The first rappel from The Duck is just about 110' (its short, yes...but don't keep going). The next is longer, maybe 180', and the final is short again, maybe 100'. Rocks fell everywhere. It was pretty heinous. There were random bolts everywhere so I suppose if you didn't flesh out the rap sequence well you could still get away with it rapping off of a single bolt or something of the like.
We then decided to disorganizedly gather our shit from the base and continue rappelling West from the base on the same route I'd done alone the previous day. Another 200' rappel and 50'er brought us to the main hiking trail on the West side of The Titan. Grounded.
On the long tired hike back after two days of dancing with the tower we all agreed that it was the most real climbing experience we'd ever had. Most modern rock climbs are vacuous symbols of adventure. In our cultural consciousness they represent adventure, yet with the excessive information, media, and guidebooks outlining the difficulty of each section, where the belays are supposed to be, what gear to bring, etc. they in some ways lack qualities that make adventures adventures. For me, good adventures don't have maps. In this way, what made this feel more real was that, although we had access to some information about the climb - two guidebooks and Mountain Project - each one said something different about each section of the climb. Sections that were A0 in one were A2 in the next. Each had the pitches broken down in different arrangements. Held together, we had a relatively useless jungle of information. And of course, there was some obvious adventure born out of having never aid climbed before.
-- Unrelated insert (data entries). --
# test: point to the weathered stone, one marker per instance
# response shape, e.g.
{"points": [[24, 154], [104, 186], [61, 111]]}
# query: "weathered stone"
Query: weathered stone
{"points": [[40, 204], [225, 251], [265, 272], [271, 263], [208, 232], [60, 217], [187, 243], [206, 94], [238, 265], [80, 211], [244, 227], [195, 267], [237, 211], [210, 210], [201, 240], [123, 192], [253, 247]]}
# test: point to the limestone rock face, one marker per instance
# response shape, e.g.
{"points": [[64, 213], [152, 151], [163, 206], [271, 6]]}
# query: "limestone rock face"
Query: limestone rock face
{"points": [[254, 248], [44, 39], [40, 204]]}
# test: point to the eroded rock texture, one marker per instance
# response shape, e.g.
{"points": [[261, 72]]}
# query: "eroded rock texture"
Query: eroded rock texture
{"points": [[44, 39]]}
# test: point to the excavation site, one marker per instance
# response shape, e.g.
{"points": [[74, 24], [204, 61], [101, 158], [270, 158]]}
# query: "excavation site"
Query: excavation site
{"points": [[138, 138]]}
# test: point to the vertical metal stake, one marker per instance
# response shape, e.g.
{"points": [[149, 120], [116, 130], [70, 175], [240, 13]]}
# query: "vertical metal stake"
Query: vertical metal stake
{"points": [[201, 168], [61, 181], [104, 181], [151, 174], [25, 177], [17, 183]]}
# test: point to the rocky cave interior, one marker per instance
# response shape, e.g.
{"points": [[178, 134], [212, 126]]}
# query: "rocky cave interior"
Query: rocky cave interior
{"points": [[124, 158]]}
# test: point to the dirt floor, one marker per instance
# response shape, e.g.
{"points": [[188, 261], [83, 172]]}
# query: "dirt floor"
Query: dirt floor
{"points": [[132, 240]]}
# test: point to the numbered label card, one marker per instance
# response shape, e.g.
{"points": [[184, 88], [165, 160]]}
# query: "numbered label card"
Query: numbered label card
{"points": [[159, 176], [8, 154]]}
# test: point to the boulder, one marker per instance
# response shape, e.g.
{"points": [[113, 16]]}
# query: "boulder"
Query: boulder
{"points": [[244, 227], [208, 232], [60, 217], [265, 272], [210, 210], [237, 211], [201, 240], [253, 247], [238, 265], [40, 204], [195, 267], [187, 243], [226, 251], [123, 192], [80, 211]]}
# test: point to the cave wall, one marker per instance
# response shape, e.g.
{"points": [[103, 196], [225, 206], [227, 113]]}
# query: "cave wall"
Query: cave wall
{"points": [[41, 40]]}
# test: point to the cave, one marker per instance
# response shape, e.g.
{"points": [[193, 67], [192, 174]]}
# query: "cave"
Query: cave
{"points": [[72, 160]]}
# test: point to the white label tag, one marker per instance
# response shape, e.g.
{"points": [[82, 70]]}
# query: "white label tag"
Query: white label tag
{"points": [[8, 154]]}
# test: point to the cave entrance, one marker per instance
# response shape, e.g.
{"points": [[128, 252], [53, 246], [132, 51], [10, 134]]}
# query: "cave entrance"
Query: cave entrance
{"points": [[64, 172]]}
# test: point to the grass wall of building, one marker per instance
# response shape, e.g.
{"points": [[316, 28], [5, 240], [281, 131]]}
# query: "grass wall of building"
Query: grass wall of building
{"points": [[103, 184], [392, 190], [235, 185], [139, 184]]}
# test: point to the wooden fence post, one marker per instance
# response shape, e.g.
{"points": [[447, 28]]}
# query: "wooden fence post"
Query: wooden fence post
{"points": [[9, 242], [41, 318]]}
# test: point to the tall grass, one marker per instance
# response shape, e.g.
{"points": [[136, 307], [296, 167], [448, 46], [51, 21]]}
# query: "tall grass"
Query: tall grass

Back at the parking lot it was dark and starry and we were sweating. Nothing about the attempt felt like a failure. We took our shirts off and stood with eyes closed and hands on our heads. I'm never fucking climbing that thing again. I think we'll be back.
Sit down bitch, be humble. - K.Dot
Aid Rating Reference:
- A0/C0: Pulling on solid protection, often without the use of aiders.
- A1/C1: Easy aid. No risk of any piece of protection falling out. Safe falls.
- A2/C2: Moderate aid. Short sections of tenuous placements above good protection.
- A2+/C2+: May include easier A3 moves but is not as hard enough to be rated as such.
- A3/C3: Hard aid. Involves many tenuous placements in a row.
- A4/C4: Runout, complex, and time-consuming. Many bodyweight placements.
- A5/C5: Seriously hard aid. Huge falls with lethal results.
[Note: An "A" means that unremovable gear (bolts, pitons, etc.) must be used. A "C" means that it may be climbed entirely with gear that may be cleaned by a follower.]